When life as you know it begins to fall apart, the easiest way to cope with the fear of what is happening is to blame it on someone. In the case of the black death, the easiest people to blame were the Jews. During the fourteenth century Christianity was taking over Europe, and fear of the Jewish religion was being taught in churches throughout Europe. “For centuries the Church taught that Jews were responsible for Jesus' death” and Jews who refused to convert to Christianity, were seen as anti-christ, some Christians even thought they were working with the devil. Many early churches taught that Jewish people used Christian children's blood for rituals, they were also thought to be against European civilization because they refused to convert to Christianity. 
 Christians even came to think that the Jews in their neighborhoods were dying at half the rate of the Christians, and this drove the fear of Jews even more.

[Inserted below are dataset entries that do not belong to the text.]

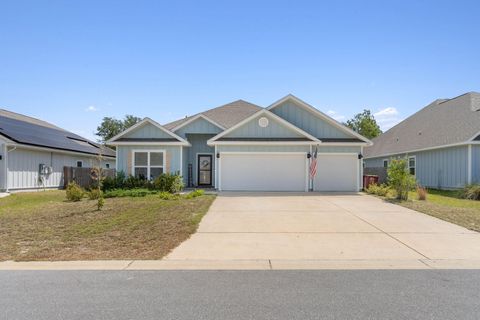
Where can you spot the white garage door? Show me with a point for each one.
(263, 172)
(337, 172)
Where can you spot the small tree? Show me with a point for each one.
(365, 124)
(400, 179)
(97, 175)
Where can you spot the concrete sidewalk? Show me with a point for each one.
(241, 265)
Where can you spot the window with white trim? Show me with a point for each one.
(412, 164)
(148, 164)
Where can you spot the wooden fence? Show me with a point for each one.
(83, 176)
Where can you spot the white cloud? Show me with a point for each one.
(91, 109)
(387, 117)
(335, 115)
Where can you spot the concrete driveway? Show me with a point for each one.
(311, 231)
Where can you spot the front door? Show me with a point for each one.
(204, 169)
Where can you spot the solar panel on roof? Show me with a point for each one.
(32, 134)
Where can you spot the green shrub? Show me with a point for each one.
(195, 193)
(168, 196)
(400, 179)
(74, 192)
(471, 192)
(135, 183)
(379, 190)
(120, 193)
(100, 203)
(94, 194)
(168, 182)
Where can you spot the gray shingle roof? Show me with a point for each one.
(443, 122)
(34, 132)
(227, 115)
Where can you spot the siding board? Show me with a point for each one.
(199, 126)
(440, 168)
(308, 122)
(125, 152)
(147, 131)
(273, 130)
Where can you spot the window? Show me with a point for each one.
(148, 164)
(412, 165)
(385, 163)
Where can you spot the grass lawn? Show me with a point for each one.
(43, 226)
(447, 206)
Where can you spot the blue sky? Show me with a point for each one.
(72, 63)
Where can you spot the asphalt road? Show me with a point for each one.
(442, 294)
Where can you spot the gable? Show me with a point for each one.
(147, 131)
(198, 126)
(274, 129)
(309, 122)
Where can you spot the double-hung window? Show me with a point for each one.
(412, 164)
(148, 164)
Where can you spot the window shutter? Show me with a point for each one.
(129, 163)
(168, 157)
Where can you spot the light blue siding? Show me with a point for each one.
(200, 126)
(23, 166)
(3, 166)
(308, 122)
(374, 162)
(476, 163)
(147, 131)
(266, 148)
(339, 149)
(273, 130)
(125, 163)
(444, 168)
(199, 146)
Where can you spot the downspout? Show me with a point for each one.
(6, 164)
(469, 164)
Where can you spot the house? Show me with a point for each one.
(33, 153)
(243, 147)
(441, 142)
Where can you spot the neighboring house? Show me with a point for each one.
(33, 153)
(241, 146)
(441, 142)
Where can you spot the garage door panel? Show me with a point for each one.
(263, 172)
(336, 173)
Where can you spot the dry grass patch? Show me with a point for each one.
(445, 205)
(43, 226)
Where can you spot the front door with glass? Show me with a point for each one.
(204, 169)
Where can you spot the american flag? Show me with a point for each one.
(313, 165)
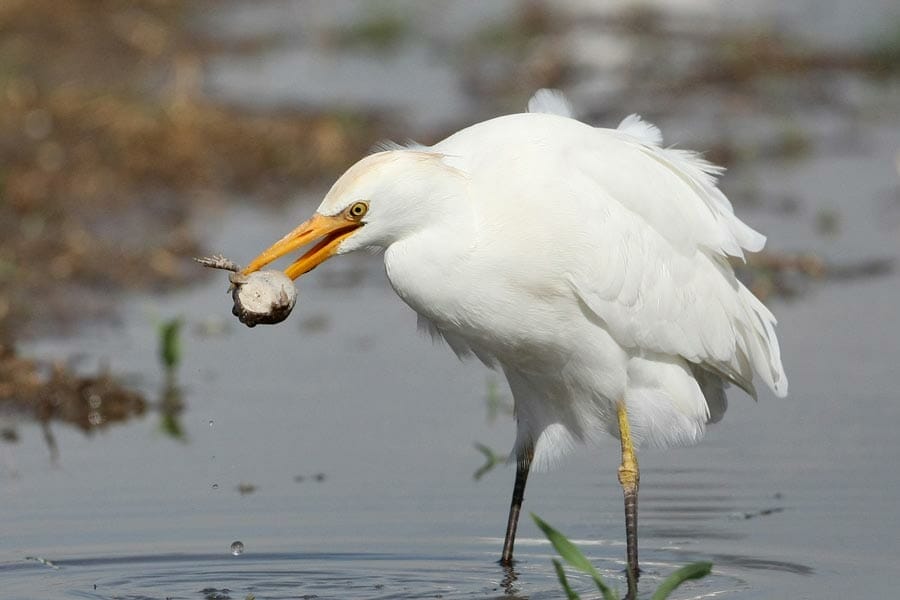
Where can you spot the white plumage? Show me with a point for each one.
(590, 265)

Jews started getting blamed for poisoning wells, and food sources of Christians, some even believed they were using black magic to bring sickness to families. Jews started being tortured into confessing that they either poisoned the wells or knew someone who did.  Based on these false confessions the authorities in some towns started persecuting, or killing the Jewish population in that area. These massacres of Jewish people started happening across Europe, but the most notable ones were the Basel Massacre and the Strasbourg Massacre.
In Basel after one of the Jews falsely confessed, the authorities separated Jewish children from their parents, and forced them to be baptised as Christian. “The 600 remaining adults were brought to a specially-built wooden structure on an island in the Rhine river and locked inside. The building was set ablaze, burning the Jews alive”. The Strasbourg Massacre was similar to the massacre in Basel, but more deadly. The Bishop of Strasbourg wanted to save the Jews but the pressure from the townspeople became too much and he agreed to the extermination. All 2,000 Jews were rounded up and offered the chance to convert to Christianity or be killed. Some agreed to convert but most did not, causing almost all of the 2,000 to die. They were tied to a wooden platform inside of the Jewish cemetery and burned alive. Both of these towns passed laws stating that no Jews were allowed to live within city limits for the next 200 years, but both of these rulings were repealed within twenty years.
This belief that Jews were the cause of the plague created a mass panic that spread through Europe and resulted in some sort of masacre happening in “nearly every town along the Rhine in 1348 and 1349”. The Strasbourg massacre was one of the most senseless to happen because it was the most deadly and when it happened the plague had not even reached that part of Europe yet. It put a massive strain on communities and towns, because in many instances the towns elders wanted to save the Jewish population from a mass death. However the strain from the townspeople was too much for them to handle, and they would end up caving and allow these senseless killings to take place.
These events are similar to the crucible because the Salem Witch Trials were almost an exact parallel of the deadly events that happened throughout Europe. Innocent people in Salem were being accused of witchcraft and they were given the same choice to either, give up your morals and self respect, or be killed.  Many confessions in salem were forced and it ended in neighbors pointing fingers at neighbors.
Fear is a fundamental part of life, it can be used for good, but in most cases it is used as an excuse. In “The Crucible” fear created mass panic and that was used to point fingers and kill of those the accused did not like. During the black death, fear created a society that used their core beliefs to persecute a group that they believed was dangerous. Neither group cared about real evidence and just took what they believed and ran with it. This resulted in senseless killings, and the unnecessary destruction of many towns.